From what I’ve head there is new ATI client in the making that would use the full potential of the GPU. Does that mean in the near future we can see ATI GPUs outperforming NVidia's because of the number of the SP? Also is this client going to be out soon or is it far from done? I am asking this because atm i am folding on my laptop from time to time, but I am planning to get a new VGA for my desktop when I get home and if the performance and price is simillar should I opt for ATI or NVidia (9800GT/4830 for example)

One more thing, taking into consideration that mu CPU is as good as or even better than my GPU should I just keep if folding for now or is it better if I do crunching with the CPU and folding with the GPU?


----------



## newtekie1 (Jun 21, 2009)

Your GPU is too weak to give more points than your CPU.  Since F@H uses the shaders to do the work, with only 32, you cards isn't going to give huge amounts of points.

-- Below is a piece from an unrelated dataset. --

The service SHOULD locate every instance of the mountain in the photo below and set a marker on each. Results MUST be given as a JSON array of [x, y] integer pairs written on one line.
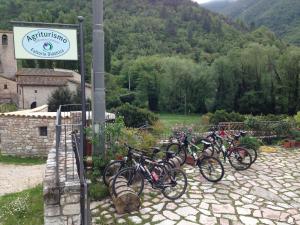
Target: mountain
[[282, 17], [137, 27]]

There is talk about a new ATi client that will use Streams to do the work, which should boost ATi's performance, however I wouldn't hold my breath waiting for it.  It has been rumored for months, and we haven't seen anything on it.  And even if it does come out, it will probably only make ATi cards performance on par with nVidia.

You can do whatever you want with your CPU and GPU, either way you are doing some good.  It doesn't really matter what you do with them.


----------